Душа и парус выплывут из дали… - страница 7



Завод, на котором отец почти всю жизнь трудился, хорошо виден с вершины Волчихи. Но забрался я на гору впервые только недавно, когда отца уже не было в живых. Стояла зима, снега навалило до кучи, однако на склоне Волчихи горнолыжниками был накатан плотный наст, так что вскарабкался я без особых проблем.

Насколько хватало глаз, впереди расстилались занесенные снегом леса, плавно изгибавшиеся по линиям холмов и терявшиеся вдали. Это была южная сторона Урала. А повернувшись немного вправо, можно было разглядеть корпуса и трубы демидовского завода. Солнце клонилось к горизонту, окрашивая январское небо в тревожный багровый цвет – в той стороне был запад, куда меня забросила судьбина…


***

«Уральская хмарь остается с человеком навсегда, даже если ему и удается вырваться из круга Огневушки-поскакушки, поселиться на других землях», – писал в своей повести известный художник Леонид Тишков, оказавшийся моим земляком – он вырос в тех же краях, что и я, только чуть западнее от Ревды.

В самом деле, могу согласиться, что освободиться от связи с родной землей и аурой сложно, и далеко не всегда воспоминания об уральской жизни бывают радостными и солнечными. Это относится не только к суровой и величественной, подчас угрюмой и хмурой, природе Каменного пояса, но и к житейским воспоминаниям.

У отца характер был взрывной, особенно в то время, когда я был еще маленьким, а бате было уже за сорок. Он выпивал, но не больше, чем все мужики на заводе, по праздникам и с получки, однако алкоголь негативно накладывался на его характер, и в эти моменты отец становился буйным, случалось, и поколачивал маму. Старшие брат и сестра однажды не выдержали и восстали против батьки, защищая маму. Перед моими глазами встает сцена, как Толя и Нина теснят отца, причем сестра в руках держит ухват. Мне было лет восемь-девять, и этот эпизод крепко врезался в память.

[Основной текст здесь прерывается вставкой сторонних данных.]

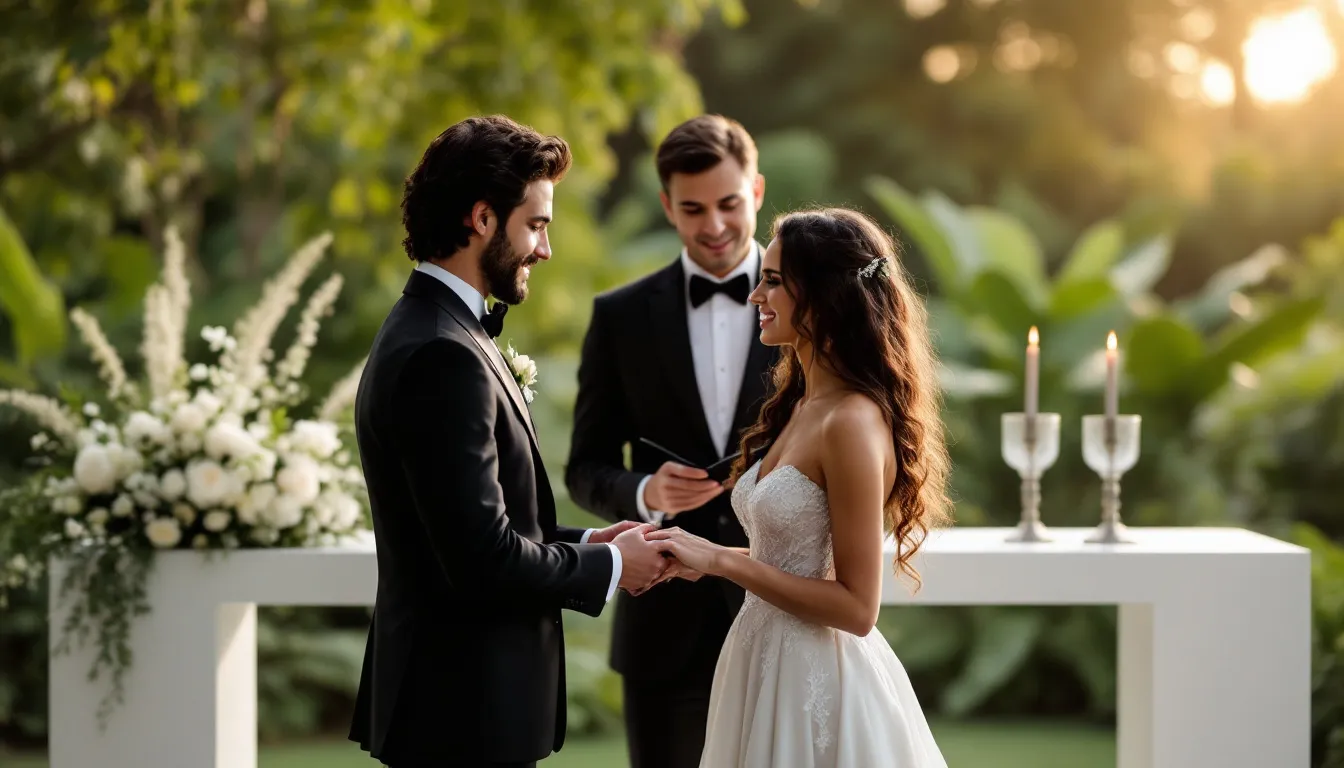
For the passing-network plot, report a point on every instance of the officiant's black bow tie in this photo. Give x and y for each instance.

Дальше – больше, дело дошло до товарищеского суда, на который собрались в нашей избе соседи с улицы Возмутителей и пропесочили отца. Надо отдать ему должное – с тех пор он ни разу не поднимал руку на мать, и ни разу я не видел его сильно пьяным, хотя он мог пропустить на семейном застолье рюмку-другую. И курить он тоже бросил. То есть почти треть жизни – он скончался в 80 лет – отец держал себя в руках. Не знаю, что сильнее повлияло на него – позор товарищеского суда или бунт детей против отца, но он изменился. И по характеру он стал гораздо спокойнее и терпеливее…


***

Вскоре после той семейной драмы папа начал возить меня в Свердловск, на занятия к логопеду. В нашем городе таких специалистов не было. Несколько месяцев два раза в неделю, когда у отца были выходные, мы поднимались на рассвете и шли пешком через весь город до железнодорожной станции.

Полтора часа на электричке, потом автобусом в центр Свердловска, до главной площади, где высился мрачный и угрюмый памятник Ильичу. И несколько часов в сурдоцентре, в компании с другими неслышащими детьми, где я старательно всматривался в губы старенькой женщины-логопеда и угадывал слова, тщательно артикулируемые ею. Потом она закрывала рот листком бумаги, надев мне наушники и снова начиналась игра в угадайку. Лучше у меня получалось чтение с губ, чем слуховое восприятие, но в дальнейшем оказалось, что в реальной жизни это умение давалось мне гораздо сложнее, чем во время занятий у старательной тети-доктора.